Mark Tarr: And relative to your question just around the whole Presidential Election and if there’s one preference over another, we really don’t see a threat from either one. And if you look back historically, whether it’s been Republican or Democrat, it doesn’t seem to have had a significant impact one way or the other.

Zach Haggerty: Okay. That’s helpful. And then just as my follow-up, as you guys continue to reduce leverage in the business, is there a leverage ratio that you guys are targeting?

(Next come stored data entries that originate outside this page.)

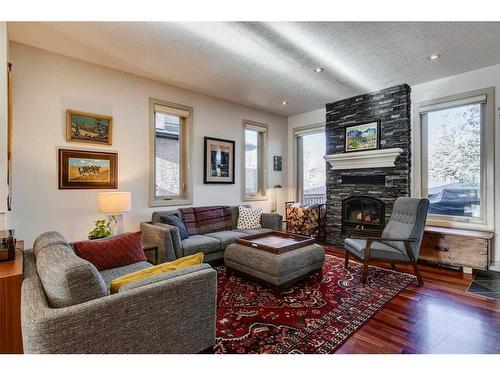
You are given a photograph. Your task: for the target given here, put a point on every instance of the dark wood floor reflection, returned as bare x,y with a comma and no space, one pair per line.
440,317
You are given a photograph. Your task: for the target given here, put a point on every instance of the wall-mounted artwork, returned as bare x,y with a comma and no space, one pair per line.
80,169
88,127
362,137
219,161
278,163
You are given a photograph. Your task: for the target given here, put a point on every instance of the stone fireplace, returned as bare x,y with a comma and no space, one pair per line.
361,187
364,214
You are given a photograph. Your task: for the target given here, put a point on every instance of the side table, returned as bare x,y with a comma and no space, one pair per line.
11,279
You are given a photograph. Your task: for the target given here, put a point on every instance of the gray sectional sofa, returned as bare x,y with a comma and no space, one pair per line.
66,306
171,247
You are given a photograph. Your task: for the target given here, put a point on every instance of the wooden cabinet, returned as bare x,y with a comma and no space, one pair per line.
458,247
11,279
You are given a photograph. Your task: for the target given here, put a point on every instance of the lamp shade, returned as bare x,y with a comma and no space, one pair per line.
115,202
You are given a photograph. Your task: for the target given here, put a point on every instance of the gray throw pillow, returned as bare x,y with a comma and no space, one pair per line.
176,222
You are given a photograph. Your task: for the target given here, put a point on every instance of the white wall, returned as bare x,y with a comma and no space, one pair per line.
315,117
46,84
460,83
3,124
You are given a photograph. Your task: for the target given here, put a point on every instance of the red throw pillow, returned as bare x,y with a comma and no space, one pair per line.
114,252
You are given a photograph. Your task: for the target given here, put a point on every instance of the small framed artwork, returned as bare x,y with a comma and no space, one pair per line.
219,161
362,137
81,169
278,163
88,127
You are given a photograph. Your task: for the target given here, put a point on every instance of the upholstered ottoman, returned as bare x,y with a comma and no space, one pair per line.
277,269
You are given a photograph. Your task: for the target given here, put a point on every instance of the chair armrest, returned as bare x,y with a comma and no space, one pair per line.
381,239
170,316
272,221
166,237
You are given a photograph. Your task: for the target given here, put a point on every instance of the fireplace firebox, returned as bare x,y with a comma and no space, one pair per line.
364,214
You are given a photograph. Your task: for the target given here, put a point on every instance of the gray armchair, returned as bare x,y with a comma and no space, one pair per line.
400,240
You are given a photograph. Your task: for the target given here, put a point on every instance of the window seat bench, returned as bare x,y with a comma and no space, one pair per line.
457,247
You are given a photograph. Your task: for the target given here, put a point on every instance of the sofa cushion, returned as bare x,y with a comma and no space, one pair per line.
158,216
377,250
68,279
226,237
202,220
176,222
184,262
113,273
115,252
163,276
251,232
48,239
249,218
195,244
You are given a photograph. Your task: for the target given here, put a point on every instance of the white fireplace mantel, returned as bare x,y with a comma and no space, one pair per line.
364,159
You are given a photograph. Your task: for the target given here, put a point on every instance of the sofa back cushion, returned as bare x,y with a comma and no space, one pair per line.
112,252
48,239
66,278
178,223
159,216
202,220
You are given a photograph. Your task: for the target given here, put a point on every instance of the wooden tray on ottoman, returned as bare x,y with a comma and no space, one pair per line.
275,242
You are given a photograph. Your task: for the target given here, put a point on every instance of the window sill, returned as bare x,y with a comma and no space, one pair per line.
253,199
442,222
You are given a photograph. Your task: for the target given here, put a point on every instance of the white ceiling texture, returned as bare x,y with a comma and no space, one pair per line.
261,64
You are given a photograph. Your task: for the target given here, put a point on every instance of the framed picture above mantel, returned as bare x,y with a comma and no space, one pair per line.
82,169
218,161
362,137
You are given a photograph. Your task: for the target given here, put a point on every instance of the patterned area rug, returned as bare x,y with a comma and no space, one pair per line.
314,316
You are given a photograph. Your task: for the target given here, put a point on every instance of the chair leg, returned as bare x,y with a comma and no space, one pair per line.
417,272
365,272
366,258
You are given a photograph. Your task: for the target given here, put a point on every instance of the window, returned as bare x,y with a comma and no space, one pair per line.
311,167
254,187
457,159
170,124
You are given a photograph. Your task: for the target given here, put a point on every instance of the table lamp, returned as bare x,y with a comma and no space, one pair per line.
113,204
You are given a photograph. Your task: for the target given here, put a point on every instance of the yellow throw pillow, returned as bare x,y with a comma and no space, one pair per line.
190,260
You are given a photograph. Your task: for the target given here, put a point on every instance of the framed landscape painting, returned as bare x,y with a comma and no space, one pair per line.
88,127
79,169
219,161
362,137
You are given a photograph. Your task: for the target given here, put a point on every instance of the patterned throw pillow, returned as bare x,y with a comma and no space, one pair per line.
114,252
249,218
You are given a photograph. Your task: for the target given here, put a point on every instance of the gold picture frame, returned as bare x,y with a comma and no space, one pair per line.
86,127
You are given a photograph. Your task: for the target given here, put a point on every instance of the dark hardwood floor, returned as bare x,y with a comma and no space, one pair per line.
440,317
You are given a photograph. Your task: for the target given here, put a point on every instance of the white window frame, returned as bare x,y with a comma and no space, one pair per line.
185,158
263,130
486,221
298,133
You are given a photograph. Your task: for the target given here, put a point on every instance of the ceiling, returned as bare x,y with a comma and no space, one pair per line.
261,64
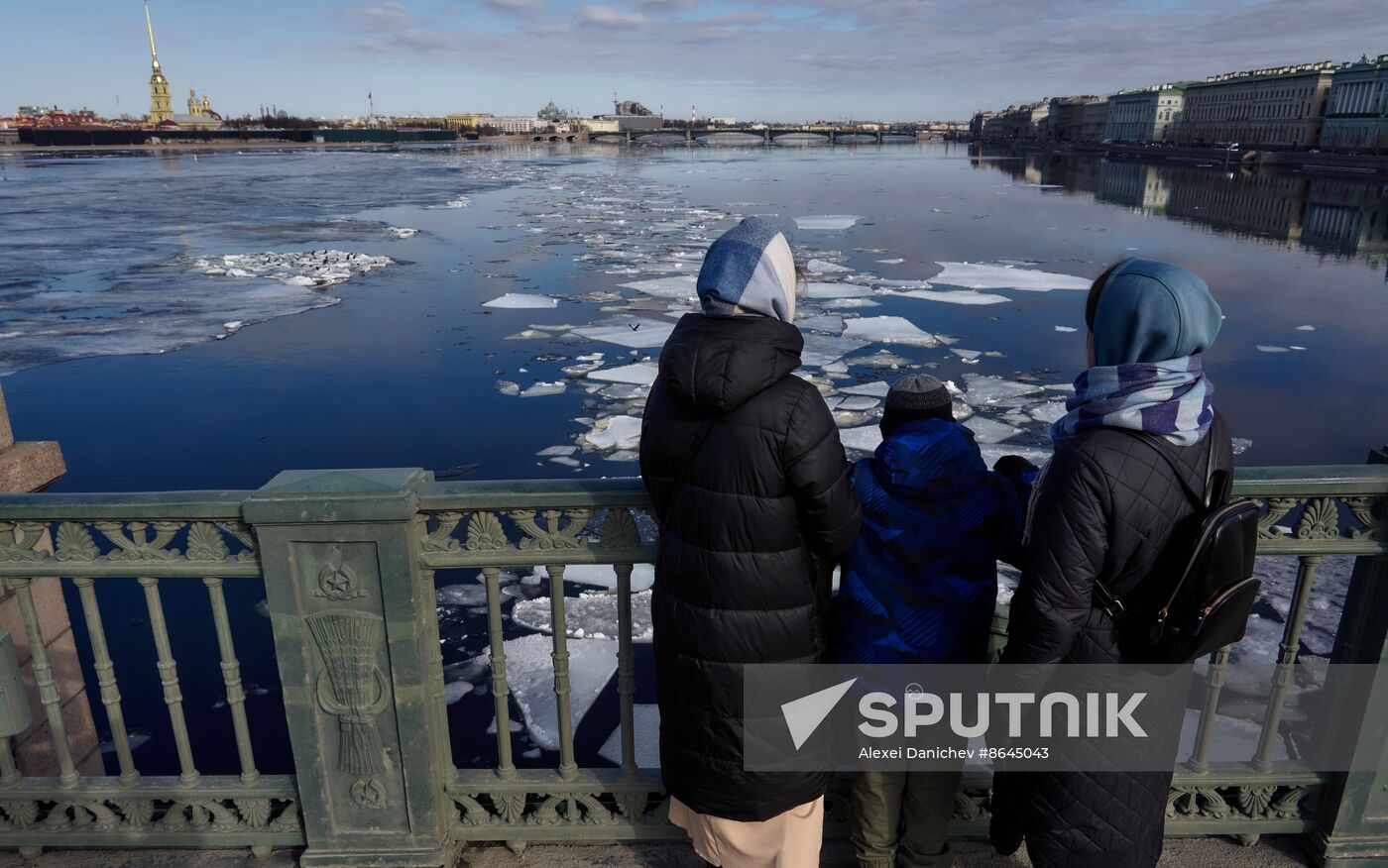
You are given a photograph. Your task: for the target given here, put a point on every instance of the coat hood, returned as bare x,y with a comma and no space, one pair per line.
718,362
929,459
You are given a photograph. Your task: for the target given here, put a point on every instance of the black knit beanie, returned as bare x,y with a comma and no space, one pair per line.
915,396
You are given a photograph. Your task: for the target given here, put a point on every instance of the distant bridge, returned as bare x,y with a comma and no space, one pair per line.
766,135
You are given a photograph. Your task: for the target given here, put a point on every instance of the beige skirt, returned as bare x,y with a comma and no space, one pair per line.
786,840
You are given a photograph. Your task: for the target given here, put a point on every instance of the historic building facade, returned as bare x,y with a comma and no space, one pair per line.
1279,107
1145,114
1356,111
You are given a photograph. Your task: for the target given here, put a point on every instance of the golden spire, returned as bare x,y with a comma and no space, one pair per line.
150,28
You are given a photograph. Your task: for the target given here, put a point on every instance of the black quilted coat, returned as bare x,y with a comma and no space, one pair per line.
1103,509
747,547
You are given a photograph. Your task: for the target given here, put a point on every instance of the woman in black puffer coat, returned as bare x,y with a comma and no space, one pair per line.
747,544
1102,512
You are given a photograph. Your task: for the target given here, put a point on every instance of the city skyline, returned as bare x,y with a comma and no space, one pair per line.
787,59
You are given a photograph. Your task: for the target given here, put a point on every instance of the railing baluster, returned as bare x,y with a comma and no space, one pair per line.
48,687
106,680
1200,754
500,692
9,771
1286,659
568,767
625,670
232,677
169,677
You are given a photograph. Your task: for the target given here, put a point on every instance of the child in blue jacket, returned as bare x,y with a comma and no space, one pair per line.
919,586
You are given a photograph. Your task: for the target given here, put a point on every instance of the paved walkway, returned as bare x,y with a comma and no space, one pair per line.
1180,853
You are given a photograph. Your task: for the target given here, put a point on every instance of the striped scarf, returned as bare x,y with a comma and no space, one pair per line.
1169,398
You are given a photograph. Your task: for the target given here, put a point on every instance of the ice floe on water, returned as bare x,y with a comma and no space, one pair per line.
679,285
960,297
828,222
645,719
593,614
890,330
530,674
641,374
978,276
522,301
637,333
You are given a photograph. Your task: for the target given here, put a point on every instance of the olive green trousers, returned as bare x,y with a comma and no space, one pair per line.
901,819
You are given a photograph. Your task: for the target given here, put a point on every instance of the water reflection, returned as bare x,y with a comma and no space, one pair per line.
1343,218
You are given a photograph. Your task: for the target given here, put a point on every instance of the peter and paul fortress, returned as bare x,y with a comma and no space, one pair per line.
200,114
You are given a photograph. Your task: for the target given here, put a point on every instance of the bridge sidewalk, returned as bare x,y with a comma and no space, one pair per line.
1180,853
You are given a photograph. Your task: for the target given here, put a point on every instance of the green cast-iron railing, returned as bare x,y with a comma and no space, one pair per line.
349,561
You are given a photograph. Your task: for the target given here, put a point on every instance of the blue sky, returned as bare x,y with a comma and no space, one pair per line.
774,58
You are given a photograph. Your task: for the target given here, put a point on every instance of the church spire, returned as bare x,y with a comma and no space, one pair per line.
162,107
149,25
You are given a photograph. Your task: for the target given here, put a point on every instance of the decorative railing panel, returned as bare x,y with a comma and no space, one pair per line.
349,562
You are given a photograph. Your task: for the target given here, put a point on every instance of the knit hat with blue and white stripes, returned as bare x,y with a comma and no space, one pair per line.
749,270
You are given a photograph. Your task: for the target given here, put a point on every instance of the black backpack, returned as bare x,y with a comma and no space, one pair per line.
1198,597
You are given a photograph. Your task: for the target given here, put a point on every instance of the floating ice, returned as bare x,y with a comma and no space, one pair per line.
600,576
883,358
828,222
837,290
991,452
632,332
851,302
593,614
877,388
461,596
541,388
614,431
552,451
520,301
682,285
530,670
1048,412
975,276
856,402
865,438
309,270
645,718
826,322
989,430
641,374
958,297
825,350
994,389
822,267
888,330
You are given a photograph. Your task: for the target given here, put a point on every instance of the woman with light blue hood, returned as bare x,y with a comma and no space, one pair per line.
1133,459
750,485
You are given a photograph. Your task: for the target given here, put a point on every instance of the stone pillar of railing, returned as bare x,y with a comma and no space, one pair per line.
32,466
1352,815
351,616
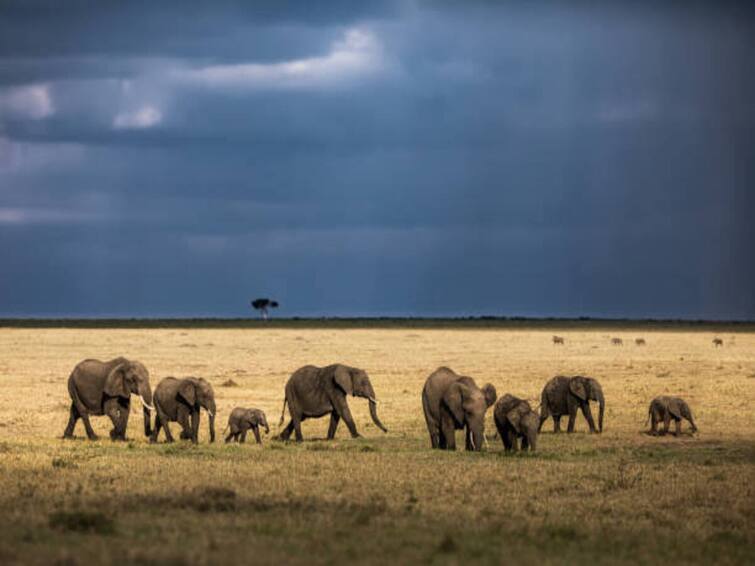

Douglas Coltharp: There’s not. We’re obviously very comfortable kind of in the current range. We used to say that we felt like a run-rate leverage of about three times was appropriate. Obviously, we’re substantially below that right now. It feels like just based on some of the macro factors that are out there that the market is appreciating 2.5 as the new 3.0. We recognize that if we get much below the current level of leverage, there is an inefficiency that kind of creeps in from a cost-of-capital perspective and we continue to think that we have good opportunities to deploy cash towards capacity expansions and that will be our top priority. And I think the — our Board of Directors signaled some of the other potential utilizations of cash with the increase in the dividend that occurred in Q2 as well as the increase in the share repurchase authorization.

Zach Haggerty: Great. Appreciate the time guys.

Operator: As there are no further questions in queue at this time, I’d like to turn the floor back over to Mr. Mark Miller for any additional and closing comments.

Mark Miller: Thank you, operator. If anyone has additional questions, please call me at 205-9705-860. Thank you again for joining today’s call.

Operator: Ladies and gentlemen, that will conclude the Encompass Health’s Third Quarter 2024 Earnings Conference Call. Thank you for your participation. You may disconnect at this time and have a wonderful day.